Si bien en la Argentina se registran casos de dengue todos los años, los brotes más fuertes con alcance de epidemia se repiten cada tres o cuatro años, y los datos indican que este ciclo emerge cada vez con mayor virulencia o cantidad de afectados. Los datos son contundentes: el país atraviesa un brote histórico que acumula 48 muertos por dengue y más de 67.000 casos, números récord frente a la última epidemia de 2020.
La infección transmitida por el mosquito Aedes aegypti tiene un comportamiento estacionario, en nuestro país la mayoría de los casos ocurren entre diciembre y mayo, ya que en ese momento transcurren los meses más cálidos y lluviosos. Así, las condiciones meteorológicas habituales provocan que la llegada del tiempo fresco y la menor cantidad de precipitaciones disminuyan la actividad del insecto vector.
Pero después del verano más cálido de la historia de Argentina, el otoño se resiste a instalarse y se esperan para los próximos días temperaturas superiores a 30 grados en varias ciudades del centro y norte del país.
A partir del jueves y el viernes, el Servicio Meteorológico Nacional (SMN) anunció un aumento de temperatura con máximas cercanas a los 30 grados en Córdoba, Santa Fe, Entre Ríos y Chaco. En Formosa, Santiago del Estero y Corrientes los picos de calor pueden alcanzar los 33 a 35 grados. En provincia de Buenos Aires la situación será similar y durante el fin de semana las máximas alcanzarán los 28 a 30 grados en algunas localidades. Lo mismo ocurrirá en La Pampa, donde se espera que en la capital, las temperaturas lleguen a 28 grados este jueves y viernes.
Si bien la investigación aún no es concluyente y sigue avanzando con los datos recabados en los últimos años marcados por fenómenos meteorológicos extremos, uno de los factores que inciden, y mucho, es el cambio climático que provoca períodos más prolongados de altas temperaturas y altera la dinámica de reproducción del mosquito Aedes.
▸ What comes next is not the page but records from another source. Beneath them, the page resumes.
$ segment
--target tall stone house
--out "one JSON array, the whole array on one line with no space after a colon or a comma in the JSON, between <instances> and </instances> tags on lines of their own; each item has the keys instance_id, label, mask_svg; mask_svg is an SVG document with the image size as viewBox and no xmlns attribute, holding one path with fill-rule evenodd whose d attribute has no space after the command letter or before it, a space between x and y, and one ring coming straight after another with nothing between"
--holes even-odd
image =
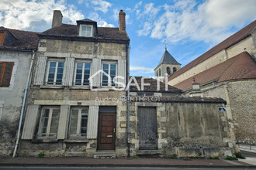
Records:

“El periodo de mayor actividad (del mosquito Aedes aegypti) ocurre entre el verano y el otoño, entre diciembre y mayo, estos son los seis meses de mayor actividad por las condiciones de temperatura, esa es la época que el mosquito adulto que pica y transmite está más activo”, precisó al medio Infobae el biólogo Manuel Espinosa, responsable del Departamento de Enfermedades Transmitidas por Mosquitos de la Fundación Mundo Sano, la organización que hace 30 años trabaja para cambiar la realidad de las personas afectadas por las enfermedades desatendidas.
El biólogo agregó que si el frío típico del invierno tarda en llegar, en junio puede mantenerse la transmisión, “como ocurrió en la epidemia de 2020, cuando hasta mediados de junio hubo casos”. Por eso, el pico de casos siempre suele darse entre marzo y abril, momentos del mayor población del mosquito Aedes.
Según el último informe trimestral del Servicio Meteorológico Nacional (SMN), para este otoño se espera una mayor probabilidad de “temperaturas superiores a lo normal en gran parte del centro y norte de Argentina”. En el NOA (Noroeste Argentino) y el centro y norte de Patagonia, éstas pueden ser normales o superiores a lo normales.